In particular, we seek submissions that describe and/or analyze one of the following topics:

  • N30: A Turning Point in Movement History
    The 1990s: Prefiguring Seattle and Beyond. The movement building processes of the 1990s, including the processes that produced the uprising in Seattle and/or the larger structural forces that shaped the movements of the later 1990s.
    “The Seattle Model.” The origins, practice, and outcomes of particular repertoires of collective action that manifested in Seattle, and that were replicated from there.
  • Dimensions of Struggle: The Impact of Seattle and of the Anarchist, Democratic, Global, and Socialist “Turns” on Movement Terrains, 1994-2016. Legacies of Seattle 1999 and the influences of the anarchist, democratic, global, and/or socialist ideological currents and frameworks on specific terrains of struggle, including: gender, race, sexuality, immigration, education, ecology and natural resources, manufacturing, service and retail, media, health, war and the military, and the labor movement, among others. Articles should deal either with the entire period (at least 1994-2016) or with specific subperiods, for instance 1994-2003, 2004-2010, and 2011-2016.
  • The Global: The U.S. in the World Movement. The relationships of U.S. movements from below to the emergence of the renewed world movements from below of the 1990s-2010s.
  • Movements from Above. Major ideological movements of the 1990s-2010s supported by the ruling classes and their impacts on popular movements of the period; including but not limited to liberalism, neoliberalism, conservatism, patriarchy, Christian nationalism, white supremacy, and fascism, as well as the intersections of these.
  • Seattle Testimonials. Deeply considered and engaging personal accounts of the uprising in Seattle. We are particularly interested in testimonials that both provide clear analysis and also convey an emotional sense of the spirit of the protests and the times (keeping in mind that many readers were too young to have been politically engaged in 1999).

How to submit. Please share your proposal and/or abstract by March 15, 2019, along with contact information and a short 2 – 4 sentence biographical statement to the guest editors, at  seattleissue@sdonline.org . . . Length of articles varies, but 5,000–8,000 words is the preferred range. Both British and U.S. spelling and punctuation conventions are acceptable (but must be consistent within the article). As an interdisciplinary journal, we recognize the appropriateness of varying reference formats depending on the type of the article. Footnotes will be set at the bottom of each page. Please use one of the main academic citation styles: Chicago, MLA, ASA, and APA styles. Full manuscripts will be due May 1, 2019.

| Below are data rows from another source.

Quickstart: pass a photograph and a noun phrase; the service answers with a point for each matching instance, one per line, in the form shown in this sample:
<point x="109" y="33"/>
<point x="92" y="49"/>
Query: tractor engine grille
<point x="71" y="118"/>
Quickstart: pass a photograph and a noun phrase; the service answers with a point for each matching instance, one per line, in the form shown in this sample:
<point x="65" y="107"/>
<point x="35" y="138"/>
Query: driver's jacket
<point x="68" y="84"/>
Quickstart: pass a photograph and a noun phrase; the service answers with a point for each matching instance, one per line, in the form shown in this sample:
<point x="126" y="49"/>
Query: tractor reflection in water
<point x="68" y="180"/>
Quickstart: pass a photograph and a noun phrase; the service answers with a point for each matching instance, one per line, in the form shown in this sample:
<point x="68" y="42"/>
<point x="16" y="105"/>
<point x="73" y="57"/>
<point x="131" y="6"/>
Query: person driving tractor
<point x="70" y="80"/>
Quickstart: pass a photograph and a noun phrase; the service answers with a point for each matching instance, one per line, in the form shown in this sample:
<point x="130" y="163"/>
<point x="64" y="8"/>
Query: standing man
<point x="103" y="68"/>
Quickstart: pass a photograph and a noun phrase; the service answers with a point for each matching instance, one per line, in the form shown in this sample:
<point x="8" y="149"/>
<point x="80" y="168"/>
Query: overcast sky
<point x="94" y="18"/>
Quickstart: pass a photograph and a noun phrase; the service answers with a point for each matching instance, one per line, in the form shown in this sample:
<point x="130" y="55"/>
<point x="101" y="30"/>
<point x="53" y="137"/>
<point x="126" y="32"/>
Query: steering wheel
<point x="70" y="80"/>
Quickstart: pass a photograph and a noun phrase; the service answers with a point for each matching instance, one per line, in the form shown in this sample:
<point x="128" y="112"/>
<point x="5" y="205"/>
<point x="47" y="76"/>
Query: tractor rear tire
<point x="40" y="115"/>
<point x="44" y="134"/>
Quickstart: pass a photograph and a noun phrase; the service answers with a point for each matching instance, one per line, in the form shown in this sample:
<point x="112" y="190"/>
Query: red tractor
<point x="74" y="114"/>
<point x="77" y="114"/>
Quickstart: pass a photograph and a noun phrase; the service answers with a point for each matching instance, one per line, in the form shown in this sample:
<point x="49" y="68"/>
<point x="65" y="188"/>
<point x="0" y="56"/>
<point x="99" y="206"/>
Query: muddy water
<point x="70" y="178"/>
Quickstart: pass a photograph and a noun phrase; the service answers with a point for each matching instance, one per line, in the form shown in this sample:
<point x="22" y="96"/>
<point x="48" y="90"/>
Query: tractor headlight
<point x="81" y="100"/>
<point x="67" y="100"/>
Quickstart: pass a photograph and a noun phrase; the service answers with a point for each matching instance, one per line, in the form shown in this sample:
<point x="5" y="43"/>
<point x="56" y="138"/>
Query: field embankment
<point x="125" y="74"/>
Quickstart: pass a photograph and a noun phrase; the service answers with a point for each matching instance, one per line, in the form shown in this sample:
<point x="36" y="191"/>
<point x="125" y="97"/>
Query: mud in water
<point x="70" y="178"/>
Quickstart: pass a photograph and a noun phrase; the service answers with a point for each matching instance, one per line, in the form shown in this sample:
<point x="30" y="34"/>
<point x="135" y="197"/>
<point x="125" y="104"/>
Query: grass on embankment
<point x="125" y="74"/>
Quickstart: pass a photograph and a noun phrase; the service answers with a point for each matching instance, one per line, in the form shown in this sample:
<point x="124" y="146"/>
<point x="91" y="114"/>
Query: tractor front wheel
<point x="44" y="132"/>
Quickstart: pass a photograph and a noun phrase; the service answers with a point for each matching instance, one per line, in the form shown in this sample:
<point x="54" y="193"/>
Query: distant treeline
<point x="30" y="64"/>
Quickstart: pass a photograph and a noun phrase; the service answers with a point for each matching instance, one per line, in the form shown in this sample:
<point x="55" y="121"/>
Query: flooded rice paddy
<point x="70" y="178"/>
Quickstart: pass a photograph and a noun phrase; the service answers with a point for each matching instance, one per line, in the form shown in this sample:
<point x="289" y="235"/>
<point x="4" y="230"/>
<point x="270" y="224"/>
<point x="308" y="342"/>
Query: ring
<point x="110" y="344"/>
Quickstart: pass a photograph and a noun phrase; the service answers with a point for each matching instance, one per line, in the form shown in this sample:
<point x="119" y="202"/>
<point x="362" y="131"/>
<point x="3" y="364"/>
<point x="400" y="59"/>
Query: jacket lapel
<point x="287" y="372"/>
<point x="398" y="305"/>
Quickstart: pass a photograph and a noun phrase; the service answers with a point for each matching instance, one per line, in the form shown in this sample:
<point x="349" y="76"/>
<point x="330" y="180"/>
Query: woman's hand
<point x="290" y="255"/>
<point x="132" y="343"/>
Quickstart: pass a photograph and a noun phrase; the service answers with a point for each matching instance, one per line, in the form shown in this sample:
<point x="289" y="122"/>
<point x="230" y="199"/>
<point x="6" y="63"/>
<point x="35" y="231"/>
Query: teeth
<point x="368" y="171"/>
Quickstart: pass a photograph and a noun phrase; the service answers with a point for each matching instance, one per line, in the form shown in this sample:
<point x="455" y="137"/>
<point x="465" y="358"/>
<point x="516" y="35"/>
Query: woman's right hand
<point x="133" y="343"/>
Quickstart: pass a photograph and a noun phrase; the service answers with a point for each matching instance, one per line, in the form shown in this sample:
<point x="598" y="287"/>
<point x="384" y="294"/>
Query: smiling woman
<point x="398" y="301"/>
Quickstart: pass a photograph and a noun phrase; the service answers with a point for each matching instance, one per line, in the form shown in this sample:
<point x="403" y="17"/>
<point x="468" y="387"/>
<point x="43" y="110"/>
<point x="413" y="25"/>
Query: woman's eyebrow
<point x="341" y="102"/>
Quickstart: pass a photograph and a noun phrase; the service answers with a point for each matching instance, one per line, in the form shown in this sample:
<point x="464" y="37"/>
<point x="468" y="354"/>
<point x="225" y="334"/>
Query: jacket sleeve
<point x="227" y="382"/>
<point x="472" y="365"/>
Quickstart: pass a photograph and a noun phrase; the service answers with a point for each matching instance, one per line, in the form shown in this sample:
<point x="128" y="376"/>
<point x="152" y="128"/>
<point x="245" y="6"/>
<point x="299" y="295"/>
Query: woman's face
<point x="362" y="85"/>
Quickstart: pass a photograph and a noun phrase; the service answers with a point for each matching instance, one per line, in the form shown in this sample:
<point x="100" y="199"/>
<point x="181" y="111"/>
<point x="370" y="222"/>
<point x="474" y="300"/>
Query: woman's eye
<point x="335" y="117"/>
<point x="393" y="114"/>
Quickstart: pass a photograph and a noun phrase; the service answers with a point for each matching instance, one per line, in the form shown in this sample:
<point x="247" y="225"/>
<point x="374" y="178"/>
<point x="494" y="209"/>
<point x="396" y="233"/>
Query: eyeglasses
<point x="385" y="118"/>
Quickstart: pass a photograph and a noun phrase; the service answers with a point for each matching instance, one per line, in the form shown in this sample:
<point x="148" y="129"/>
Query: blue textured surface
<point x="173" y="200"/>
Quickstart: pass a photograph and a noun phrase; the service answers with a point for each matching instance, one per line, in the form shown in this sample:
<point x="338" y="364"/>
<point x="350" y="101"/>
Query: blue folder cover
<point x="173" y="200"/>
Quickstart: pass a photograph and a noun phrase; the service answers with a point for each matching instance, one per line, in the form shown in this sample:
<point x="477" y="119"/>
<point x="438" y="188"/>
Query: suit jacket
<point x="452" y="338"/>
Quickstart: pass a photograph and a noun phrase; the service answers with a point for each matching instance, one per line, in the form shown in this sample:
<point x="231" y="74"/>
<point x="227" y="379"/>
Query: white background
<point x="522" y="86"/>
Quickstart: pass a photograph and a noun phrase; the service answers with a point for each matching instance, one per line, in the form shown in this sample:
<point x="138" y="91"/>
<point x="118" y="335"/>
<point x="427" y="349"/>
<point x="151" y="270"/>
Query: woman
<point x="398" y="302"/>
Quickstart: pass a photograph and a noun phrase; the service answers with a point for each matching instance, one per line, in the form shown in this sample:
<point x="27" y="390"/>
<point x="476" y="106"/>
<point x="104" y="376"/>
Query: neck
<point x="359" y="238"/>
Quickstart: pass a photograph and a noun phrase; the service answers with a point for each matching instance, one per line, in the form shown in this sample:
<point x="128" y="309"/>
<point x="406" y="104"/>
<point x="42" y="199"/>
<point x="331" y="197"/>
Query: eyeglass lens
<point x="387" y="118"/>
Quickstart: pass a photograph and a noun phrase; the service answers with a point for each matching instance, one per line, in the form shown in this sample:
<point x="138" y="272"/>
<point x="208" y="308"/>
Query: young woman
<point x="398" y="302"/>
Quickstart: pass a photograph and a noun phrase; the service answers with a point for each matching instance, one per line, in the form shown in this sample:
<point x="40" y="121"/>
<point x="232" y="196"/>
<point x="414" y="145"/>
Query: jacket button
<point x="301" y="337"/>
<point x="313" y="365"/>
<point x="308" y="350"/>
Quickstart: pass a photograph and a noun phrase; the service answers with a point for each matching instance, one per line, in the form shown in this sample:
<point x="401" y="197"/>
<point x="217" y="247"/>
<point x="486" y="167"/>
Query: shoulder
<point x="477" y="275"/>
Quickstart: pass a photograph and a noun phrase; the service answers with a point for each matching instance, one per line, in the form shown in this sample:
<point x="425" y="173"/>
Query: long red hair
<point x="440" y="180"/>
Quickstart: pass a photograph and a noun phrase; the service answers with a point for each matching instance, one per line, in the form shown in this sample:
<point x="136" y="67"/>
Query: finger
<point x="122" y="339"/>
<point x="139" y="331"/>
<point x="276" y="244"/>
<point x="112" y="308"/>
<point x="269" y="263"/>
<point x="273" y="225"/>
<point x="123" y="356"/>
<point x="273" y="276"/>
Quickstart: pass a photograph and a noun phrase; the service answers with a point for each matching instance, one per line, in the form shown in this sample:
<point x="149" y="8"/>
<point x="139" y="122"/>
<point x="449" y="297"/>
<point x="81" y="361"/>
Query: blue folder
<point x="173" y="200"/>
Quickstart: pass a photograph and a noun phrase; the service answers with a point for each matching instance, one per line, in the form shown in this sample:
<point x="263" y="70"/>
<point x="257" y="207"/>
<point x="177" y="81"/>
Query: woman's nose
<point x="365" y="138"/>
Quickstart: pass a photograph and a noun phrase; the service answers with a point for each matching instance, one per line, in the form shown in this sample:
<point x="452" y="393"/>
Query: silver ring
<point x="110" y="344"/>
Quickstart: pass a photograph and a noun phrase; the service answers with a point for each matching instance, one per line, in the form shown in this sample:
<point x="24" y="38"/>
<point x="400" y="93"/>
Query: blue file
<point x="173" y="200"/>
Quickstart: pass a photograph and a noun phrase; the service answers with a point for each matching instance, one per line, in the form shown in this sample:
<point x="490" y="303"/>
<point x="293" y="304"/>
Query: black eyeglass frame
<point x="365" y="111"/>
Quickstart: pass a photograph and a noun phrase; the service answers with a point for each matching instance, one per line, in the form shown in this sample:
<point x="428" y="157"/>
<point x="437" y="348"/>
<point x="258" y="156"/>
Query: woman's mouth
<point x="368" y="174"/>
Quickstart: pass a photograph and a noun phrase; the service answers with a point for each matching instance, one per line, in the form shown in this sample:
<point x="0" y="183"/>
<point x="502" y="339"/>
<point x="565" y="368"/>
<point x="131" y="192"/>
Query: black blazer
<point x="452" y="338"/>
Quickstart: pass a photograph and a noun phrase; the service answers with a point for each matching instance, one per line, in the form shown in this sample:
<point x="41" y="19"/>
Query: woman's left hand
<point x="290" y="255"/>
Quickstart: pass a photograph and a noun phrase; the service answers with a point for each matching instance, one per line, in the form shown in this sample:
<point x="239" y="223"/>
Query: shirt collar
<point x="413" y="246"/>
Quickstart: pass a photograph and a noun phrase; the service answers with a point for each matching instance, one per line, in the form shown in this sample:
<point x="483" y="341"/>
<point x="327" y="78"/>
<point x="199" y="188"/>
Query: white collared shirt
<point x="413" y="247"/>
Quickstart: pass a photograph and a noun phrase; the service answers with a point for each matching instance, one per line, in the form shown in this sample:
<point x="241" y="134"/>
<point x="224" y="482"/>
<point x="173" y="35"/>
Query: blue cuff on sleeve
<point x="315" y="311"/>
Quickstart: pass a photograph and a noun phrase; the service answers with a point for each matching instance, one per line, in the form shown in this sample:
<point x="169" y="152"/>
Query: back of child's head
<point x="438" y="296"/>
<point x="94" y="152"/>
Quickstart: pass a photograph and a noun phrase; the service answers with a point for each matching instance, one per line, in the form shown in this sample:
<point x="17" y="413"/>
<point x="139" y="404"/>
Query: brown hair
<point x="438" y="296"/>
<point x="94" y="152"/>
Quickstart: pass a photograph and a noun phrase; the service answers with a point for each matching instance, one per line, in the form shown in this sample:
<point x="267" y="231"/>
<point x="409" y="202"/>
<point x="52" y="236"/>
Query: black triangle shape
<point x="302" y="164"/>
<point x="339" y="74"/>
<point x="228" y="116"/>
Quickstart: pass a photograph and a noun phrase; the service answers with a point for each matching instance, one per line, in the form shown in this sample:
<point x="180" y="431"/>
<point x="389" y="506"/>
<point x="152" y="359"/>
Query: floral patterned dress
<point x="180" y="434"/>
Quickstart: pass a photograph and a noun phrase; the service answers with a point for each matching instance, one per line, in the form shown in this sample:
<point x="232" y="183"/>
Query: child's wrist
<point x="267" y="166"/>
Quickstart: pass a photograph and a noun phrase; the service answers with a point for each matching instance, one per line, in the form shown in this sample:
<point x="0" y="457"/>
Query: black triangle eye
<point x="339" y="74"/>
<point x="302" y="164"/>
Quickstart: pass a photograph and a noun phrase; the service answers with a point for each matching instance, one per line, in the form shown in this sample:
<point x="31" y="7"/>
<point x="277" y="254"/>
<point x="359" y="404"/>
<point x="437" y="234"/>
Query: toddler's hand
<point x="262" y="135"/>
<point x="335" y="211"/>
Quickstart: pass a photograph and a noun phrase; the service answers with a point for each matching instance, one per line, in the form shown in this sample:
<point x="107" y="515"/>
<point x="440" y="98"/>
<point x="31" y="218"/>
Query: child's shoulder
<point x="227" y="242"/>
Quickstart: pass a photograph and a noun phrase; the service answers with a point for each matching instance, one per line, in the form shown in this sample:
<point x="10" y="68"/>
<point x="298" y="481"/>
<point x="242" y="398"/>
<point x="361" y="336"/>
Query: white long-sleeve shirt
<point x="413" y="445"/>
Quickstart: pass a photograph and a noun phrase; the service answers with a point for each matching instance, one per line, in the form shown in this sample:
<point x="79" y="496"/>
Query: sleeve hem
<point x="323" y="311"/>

About Socialism and Democracy. The journal of Socialism and Democracy is committed to the articulation and analysis of socialist politics and vision for a genuinely democratic society. Socialism and Democracy is a peer reviewed academic and practice-based journal that brings together the worlds of scholarship and activism, theory and practice, to examine in depth the core issues and popular movements of our time. The journal’s perspective is broadly Marxist, encouraging not only critique of the status quo, but also informed analysis of the many different approaches to bringing about fundamental change, and seeking to integrate issues of race, gender, sexuality, ethnicity and nationality with the traditional focus on class. Articles reflect many disciplines; our geographical scope is global; authors include activists and independent scholars as well as academics. The journal was established at the Graduate Center of the City University of New York in 1984. It is published by The Research Group on Socialism and Democracy through Taylor and Francis.